1968 NFL playoffs
- Dates: December 21–29, 1968
- Season: 1968
- Teams: 4
- Games played: 3
- NFL Championship Game site: Cleveland Municipal Stadium; Cleveland, Ohio;
- Defending champions: Green Bay Packers (did not qualify)
- Champion: Baltimore Colts
- Runner-up: Cleveland Browns
NFL playoffs
| ← 1967 | 1969–70 → |

= 1968 NFL playoffs =

American football tournament

The NFL playoffs following the 1968 NFL season determined who would represent the league in Super Bowl III.

==Tournament bracket==
Within each conference, the two division winners qualified for the playoffs. In the start round, the Capitol and Century division winners played in the Eastern Conference Game, while the Coastal and Central division winners were in the Western Conference game. The winners of the two conference games advanced to the NFL Championship Game to compete for the NFL league title and the right to face the American Football League champion in the Super Bowl. The losers of the conference championship games played in the Playoff Bowl, a third place game held at the Orange Bowl in Miami, Florida.

Prior to , the playoff sites rotated and were known prior to the start of the season. In 1968, the hosts were the Century and Coastal division winners for the conference championships (first round), and the Eastern Conference for the championship game. This effectively gave home field advantage to the Century Division winner, the Cleveland Browns (10–4). The 1967 and 1969 playoff hosts were Capitol, Central, and Western, respectively.

The rotation system forced the 12–2 Cowboys, champions of the Capitol Division, to play at the 10–4 Browns in the Eastern Conference playoff. In the Western Conference, the 13–1 Colts hosted the 8–6 Vikings; the home teams won both games in the opening round. The NFL championship game then saw Cleveland host Baltimore despite finishing with three fewer wins, although the Browns handed the Colts their lone regular season loss.
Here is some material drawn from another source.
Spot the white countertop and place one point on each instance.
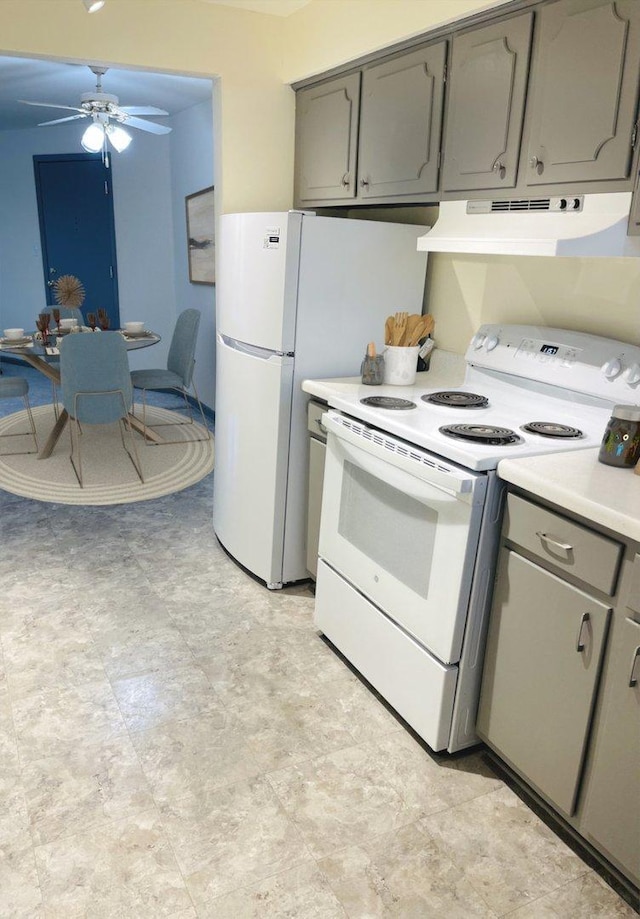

==Conference championships==

===Saturday, December 21, 1968===

====Eastern Conference: Cleveland Browns 31, Dallas Cowboys 20====

Despite the game's high score, this was actually a defensive struggle as both teams took advantage of each other's turnovers throughout the game. However, Cleveland emerged triumphant, overcoming a 10–3 first half deficit with 21 unanswered points.

Early in the first quarter, Mike Howell intercepted a pass from Don Meredith (who was playing in his final game) and returned it 20 yards to set up Don Cockroft's 38-yard field goal. Dallas took the lead later on, when linebacker Chuck Howley forced a fumble while sacking Browns quarterback Bill Nelsen and returned it 44 yards for a touchdown.

In the second quarter, Dallas increased their lead to 10–3 when an interception by Cowboys linebacker Dave Edwards led to Mike Clark's 16-yard field goal. However, the Browns tied the game with a last minute drive at the end of the half, moving the ball 85 yards in 4 plays and scoring on Nelsen's 45-yard touchdown pass to running back Leroy Kelly.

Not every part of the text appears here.